Reading list

Principal Component Analysis (PCA) is one of the prominent dimensionality reduction techniques. It is valuable when we need to reduce the dimension of the dataset while retaining maximum information.

In this article, we will learn the need for PCA, PCA working, preprocessing steps required before applying PCA, and the interpretation of principal components.

Why do we need PCA?

PCA is not required unless you have a dataset with a large number of attributes. Generally, when we deal with real-world data we encounter a huge messy dataset with a large number of attributes.

If we apply any Machine Learning model on a huge dataset without reducing its dimensions then it would be computationally expensive.

Therefore, to reduce the dimension and to retain maximum information we need PCA as our objective is to deliver accurate ML models with less time and space complexity.

PCA is needed when dataset have large number of attributes. We can avoid PCA for smaller datasets.

Is there any preprocessing step required before applying PCA?

We need to keep the below points in our mind before applying PCA

PCA can not be applied to the dataset with null values. Hence, you need to treat null values before proceeding with PCA. There are different ways of treating null values such as dropping the variables and imputing the missing data using mean or median.

We shouldn’t apply PCA on the dataset having attributes on different scales. We need to standardize variables before applying PCA.

Let us take an example of Facebook Metric data set

This dataset has 19 columns(or dimensions) and we will try to reduce its dimensions using PCA. Below you will find the python code and its output. We have dropped one categorical column for simplicity of analysis.

import pandas as pd
import numpy as np
import matplotlib.pyplot as plt
data = pd.read_csv(r"C:\Users\Himanshu\Downloads\Facebook_metrics\dataset_Facebook.csv",sep = ';')
data.drop(columns = 'Type',inplace = True) ##For simplicity we keep all data as numerical
data.head()

The output of the Facebook metrics dataset

👁 Input data

We will check the statistical summary of our dataset to find the scale of different attributes. Below we can see that every attribute is on a different scale. Therefore, we can not jump to PCA directly without changing the scales of attributes.

Statistical summary of data

👁 Statistical summary of data

We see that column “Post Weekday” has less variance and column “Lifetime Post Total Reach” has comparatively more variance.

Therefore, if we apply PCA without standardization of data then more weightage will be given to the “Lifetime Post Total Reach” column during the calculation of “eigenvectors” and “eigenvalues” and we will get biased principal components.

Now we will standardize the dataset using RobustScaler of sklearn library. Other ways of standardizing data are provided in sklearn like StandardScaler and MinMaxScaler and can be chosen as per the requirement.

from sklearn.preprocessing import RobustScaler
rs = RobustScaler()
scaled = pd.DataFrame(rs.fit_transform(data),columns = data.columns)
scaled.head()

Who decides the number of principal components?

Unless specified, the number of principal components will be equal to the number of attributes.

Our dataset has 18 attributes initially hence we get 18 principal components. These components are new variables which are in fact a linear combination of input variables.

Once we get the amount of variance explained by each principal component we can decide how many components we need for our model based on the amount of information we want to retain.

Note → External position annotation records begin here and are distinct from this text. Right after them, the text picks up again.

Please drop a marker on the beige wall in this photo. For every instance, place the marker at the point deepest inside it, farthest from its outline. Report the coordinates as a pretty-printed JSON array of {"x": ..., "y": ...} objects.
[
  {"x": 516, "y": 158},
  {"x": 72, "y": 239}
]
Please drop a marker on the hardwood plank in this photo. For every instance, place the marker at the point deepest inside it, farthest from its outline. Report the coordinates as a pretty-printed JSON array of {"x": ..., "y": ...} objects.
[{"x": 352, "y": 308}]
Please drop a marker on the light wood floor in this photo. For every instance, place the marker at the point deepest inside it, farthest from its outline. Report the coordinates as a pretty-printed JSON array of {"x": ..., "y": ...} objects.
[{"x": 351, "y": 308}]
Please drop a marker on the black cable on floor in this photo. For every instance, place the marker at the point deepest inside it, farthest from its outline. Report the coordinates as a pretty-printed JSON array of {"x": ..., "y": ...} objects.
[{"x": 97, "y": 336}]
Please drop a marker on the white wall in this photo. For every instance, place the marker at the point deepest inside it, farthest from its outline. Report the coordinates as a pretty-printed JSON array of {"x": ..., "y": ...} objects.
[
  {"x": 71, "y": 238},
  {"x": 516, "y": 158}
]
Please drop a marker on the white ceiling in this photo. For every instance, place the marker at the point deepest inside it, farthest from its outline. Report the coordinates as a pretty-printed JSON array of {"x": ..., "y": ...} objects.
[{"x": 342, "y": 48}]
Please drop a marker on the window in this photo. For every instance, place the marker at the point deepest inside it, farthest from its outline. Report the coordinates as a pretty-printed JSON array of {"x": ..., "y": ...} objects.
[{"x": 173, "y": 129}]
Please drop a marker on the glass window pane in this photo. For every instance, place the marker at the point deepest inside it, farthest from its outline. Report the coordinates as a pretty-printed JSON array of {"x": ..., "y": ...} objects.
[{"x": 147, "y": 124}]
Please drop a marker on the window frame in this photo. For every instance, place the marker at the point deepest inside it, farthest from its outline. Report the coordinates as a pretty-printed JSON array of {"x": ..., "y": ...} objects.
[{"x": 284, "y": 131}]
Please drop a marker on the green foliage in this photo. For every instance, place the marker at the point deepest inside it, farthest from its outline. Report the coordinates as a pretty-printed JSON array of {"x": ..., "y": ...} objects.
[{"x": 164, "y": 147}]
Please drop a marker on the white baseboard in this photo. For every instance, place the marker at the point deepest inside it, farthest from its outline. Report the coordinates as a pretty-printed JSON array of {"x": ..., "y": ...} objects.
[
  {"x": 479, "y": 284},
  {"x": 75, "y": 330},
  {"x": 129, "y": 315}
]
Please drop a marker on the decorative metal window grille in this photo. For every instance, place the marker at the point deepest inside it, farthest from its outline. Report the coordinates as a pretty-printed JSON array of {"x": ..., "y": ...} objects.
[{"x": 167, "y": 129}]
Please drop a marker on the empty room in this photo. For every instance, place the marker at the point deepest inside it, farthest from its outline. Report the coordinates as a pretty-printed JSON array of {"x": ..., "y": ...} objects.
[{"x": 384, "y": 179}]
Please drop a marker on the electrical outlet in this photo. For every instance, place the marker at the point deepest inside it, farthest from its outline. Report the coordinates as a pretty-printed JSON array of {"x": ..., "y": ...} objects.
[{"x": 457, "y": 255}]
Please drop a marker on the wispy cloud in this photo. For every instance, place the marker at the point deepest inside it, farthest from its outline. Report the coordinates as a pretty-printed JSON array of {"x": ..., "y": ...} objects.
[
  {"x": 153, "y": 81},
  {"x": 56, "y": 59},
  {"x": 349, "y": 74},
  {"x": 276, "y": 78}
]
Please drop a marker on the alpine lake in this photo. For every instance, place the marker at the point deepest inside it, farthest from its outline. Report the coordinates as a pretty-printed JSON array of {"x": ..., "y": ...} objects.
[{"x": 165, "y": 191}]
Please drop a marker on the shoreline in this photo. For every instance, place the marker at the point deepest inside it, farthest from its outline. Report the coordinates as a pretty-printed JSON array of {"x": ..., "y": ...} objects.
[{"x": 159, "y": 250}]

Principal components are uncorrelated with each other. These principal components are known as eigenvectors and the variances explained by each eigenvector is known as eigenvalues.

Below we have applied PCA on the scaled datasets. If we want a predefined number of components then we can do that it using PCA(n_components)

from sklearn.decomposition import PCA
scaled_data = scaled.dropna()
pca = PCA() ## If we need predefined number of components we can set n_components to any integer value
pca.fit_transform(scaled_data)
print(pca.explained_variance_ratio_)

Here the output is the variance explained by each principal component. We have 18 attributes in our dataset and hence we get 18 principal components.

Always remember that the first principal component will always hold maximum variance

You can observe the same in the output that the first principal component holds maximum variance followed by subsequent components.

Interpretation of Principal Component

Now we have 18 principal components and we will try to find out how these components are influenced by each attribute.

We can check the influence of the top 3 attributes (both positive and negative) for the first principal component.

Below is the python code to fetch the influence of attributes on principal components by changing the number of features and number of components.

def feature_weight(pca, n_comp, n_feat):
 #df = pd.DataFrame(np.round(pca.components_,2),columns = scaled_data.columns)
 comp = pd.DataFrame(np.round(pca.components_, 2), columns=scaled_data.keys()).iloc[n_comp - 1]
 comp.sort_values(ascending=False, inplace=True)
 comp = pd.concat([comp.head(n_feat), comp.tail(n_feat)])
 comp.plot(kind='bar', title='Top {} weighted attributes for PCA component {}'.format(n_feat, n_comp))
 plt.show()
 return comp
feature_weight(pca,0,3)

👁 top weighted features| principal component analysis

We can interpret here that our first principal component is mostly influenced by engagement to the post (like, comment, impression, and reach).

Likewise, we can interpret other principal components as per the understanding of data using the above plot.

Plot to visualize variance by each principal component: Scree Plot

Below you can see a scree plot that depicts the variance explained by each principal component.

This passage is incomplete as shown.